[bcschmerker4]

Classic digital-to-audio converters are a proven technology for audio, both in multi-bit form with sample frequencies in the tens to hundreds of kilohertz, and one-bit delta-sigma-algorithm-based form with switch frequencies in the low megahertz. The latter needs a pseudo-random switching to level out with no digital audio input to convert.

Recently I've read some articles on quantum computing, in which a digital transistor cell can be in one of four states from the mathematical perspective; the technology is being groomed for cryptography, fluid dynamics, and other mathematic and scientific tasks in which classic-computer calculations deviate from laboratory measurement on a consistent basis. I already see one possible application of quantum technology to audio in the form of a one-qubit digital-to-audio converter. The delta-sigma algorithm probably needs some modification for a transistor-pair output that can be tied to positive, tied to negative, or floating, as necessary to match the input data; this tri-state method should be ideal for driving balanced outputs, provided that both phases have identical complex impedances betwichst transistor pair and output-jack pin. With no input, both output transistor pairs on a balanced 1-qubit DAC can be floated. Switch frequencies should be in the low megahertz - in the ballpark of existing delta-sigma DACs - for adequate performance.

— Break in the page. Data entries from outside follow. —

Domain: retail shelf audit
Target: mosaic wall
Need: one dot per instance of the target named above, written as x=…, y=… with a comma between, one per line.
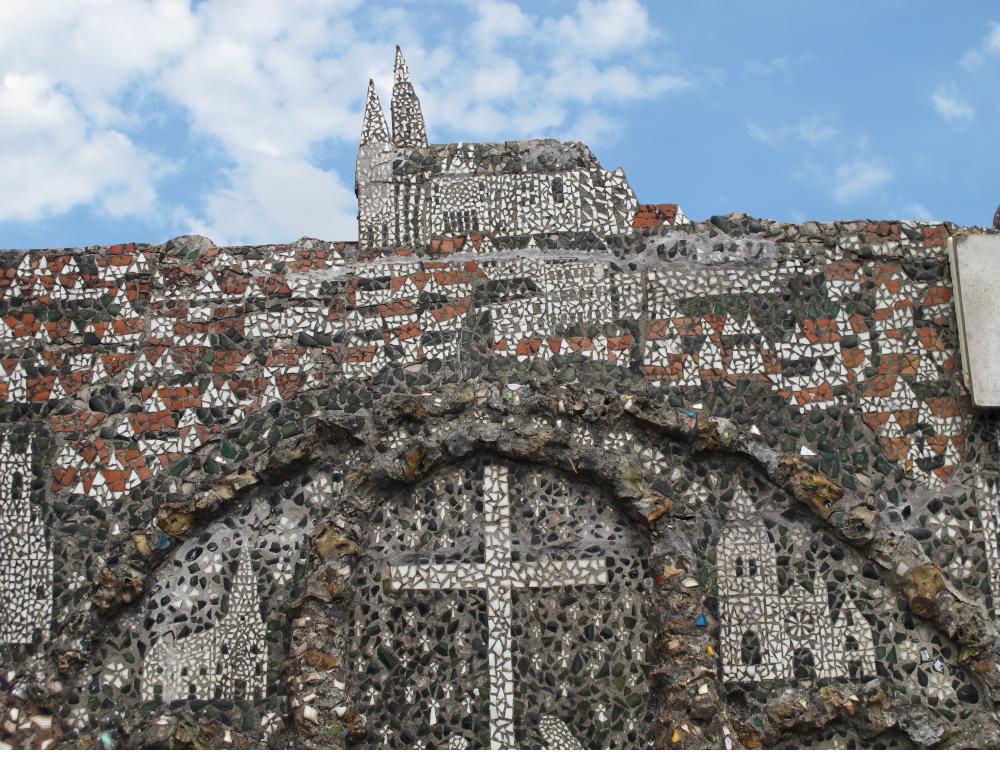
x=528, y=465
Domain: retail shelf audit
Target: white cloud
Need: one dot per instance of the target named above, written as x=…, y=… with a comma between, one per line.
x=776, y=65
x=266, y=199
x=859, y=178
x=601, y=29
x=814, y=131
x=52, y=158
x=951, y=106
x=975, y=57
x=498, y=21
x=268, y=83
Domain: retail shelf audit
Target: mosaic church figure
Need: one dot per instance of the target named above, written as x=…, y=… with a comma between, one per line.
x=767, y=633
x=410, y=193
x=226, y=661
x=25, y=556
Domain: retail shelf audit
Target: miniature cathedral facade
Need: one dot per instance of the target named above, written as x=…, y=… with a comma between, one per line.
x=410, y=193
x=25, y=554
x=226, y=661
x=769, y=634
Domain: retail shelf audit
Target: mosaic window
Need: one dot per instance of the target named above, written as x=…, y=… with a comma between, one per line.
x=500, y=607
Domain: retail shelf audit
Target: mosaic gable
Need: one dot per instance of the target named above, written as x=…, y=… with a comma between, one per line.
x=528, y=465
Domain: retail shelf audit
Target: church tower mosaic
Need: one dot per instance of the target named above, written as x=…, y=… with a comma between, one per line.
x=528, y=464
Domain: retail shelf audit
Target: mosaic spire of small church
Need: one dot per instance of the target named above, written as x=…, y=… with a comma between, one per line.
x=374, y=128
x=408, y=128
x=244, y=598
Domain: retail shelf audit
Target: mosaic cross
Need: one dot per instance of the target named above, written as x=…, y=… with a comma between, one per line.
x=499, y=575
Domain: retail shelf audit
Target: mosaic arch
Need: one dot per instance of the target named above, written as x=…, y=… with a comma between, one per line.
x=502, y=606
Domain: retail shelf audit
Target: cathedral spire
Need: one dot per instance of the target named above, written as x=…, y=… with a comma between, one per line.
x=408, y=128
x=374, y=128
x=244, y=601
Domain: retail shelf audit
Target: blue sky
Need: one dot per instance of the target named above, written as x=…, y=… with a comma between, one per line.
x=139, y=120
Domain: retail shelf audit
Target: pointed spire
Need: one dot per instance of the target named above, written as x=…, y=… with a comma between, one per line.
x=408, y=128
x=374, y=128
x=243, y=598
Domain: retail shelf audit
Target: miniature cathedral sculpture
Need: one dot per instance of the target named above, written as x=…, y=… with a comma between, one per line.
x=25, y=556
x=226, y=661
x=411, y=193
x=767, y=633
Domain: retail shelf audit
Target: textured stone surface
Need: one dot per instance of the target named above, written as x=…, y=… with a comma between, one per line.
x=684, y=485
x=974, y=260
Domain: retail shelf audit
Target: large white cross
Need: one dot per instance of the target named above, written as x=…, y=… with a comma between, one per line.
x=499, y=574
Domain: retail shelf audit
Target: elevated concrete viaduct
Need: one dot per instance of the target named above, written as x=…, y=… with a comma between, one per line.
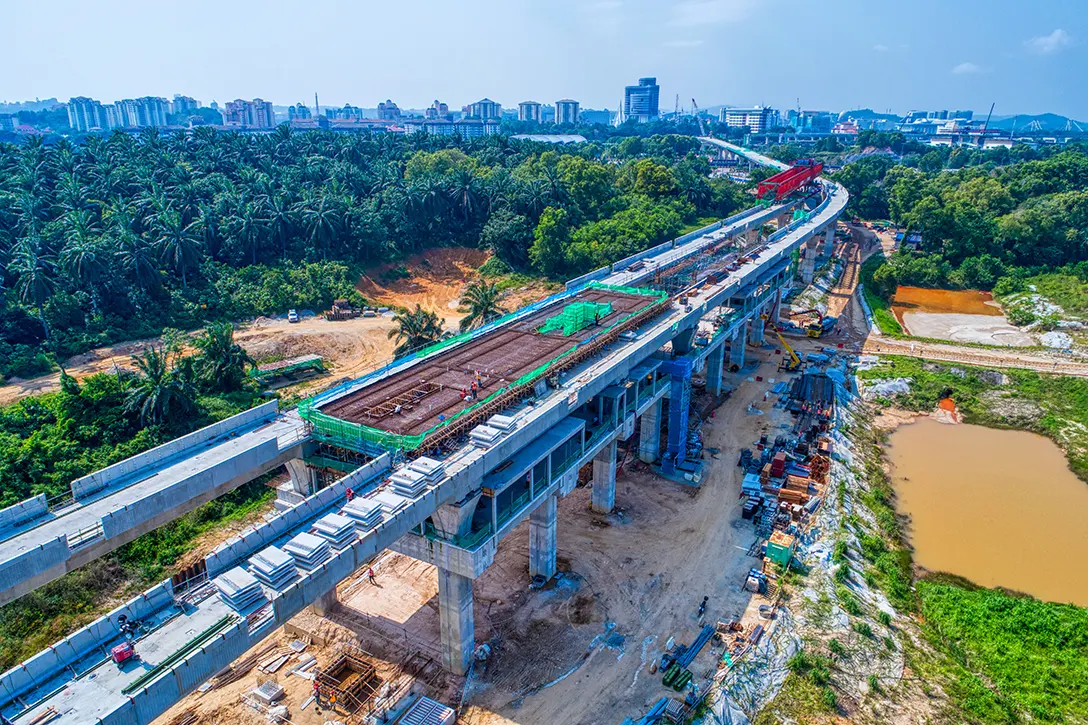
x=470, y=496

What experiments have been conducted toward achieving a quantum DAC? And what cost ballpark can be expected for a quantum DAC compatible with existing single-ended or balanced components? It is likely that the first production quantum DACs may be at summit-fi prices, but a cost-efficiency breakthrough might avail the technology to those of moderate means.

 

[gregorio]

Recently I've read some articles on quantum computing, in which a digital transistor cell can be in one of four states from the mathematical perspective; the technology is being groomed for cryptography, fluid dynamics, and other mathematic and scientific tasks in which classic-computer calculations deviate from laboratory measurement on a consistent basis.

I'm not sure how that would be applicable to digital audio. As far as digital audio is concerned classic-computer calculations do not deviate from laboratory measurement. The sampling theorem provides results which are essentially always perfect and not particularly taxing computationally. There are numerous areas in the chain of music recording, production and re-production which are not perfect but this is due to acoustic and/or analogue limitations, not limitations or weaknesses in the computation required to convert digital data. And, modern DAC chips can accomplish this feat at a unit cost of just few bucks each. I can't personally see the point of achieving exactly the same end result with a quantum computer as can be achieved with a digital computer but for hundreds of times more cost ... but then again, quite a lot of the audiophile industry appears to exist on precisely that basis already, so what do I know?

G

 

[ev13wt]

It will be releavant when we have quantum microphones.

 

[lantian]

Right now it is not feasible. Such and en devour would require technology that won't be there for another 20-30years at least, most notably cooling and shielding. For the quantum state to remain temperatures have to be pretty close to absolute zero and it has to be completely shielded off from outside world.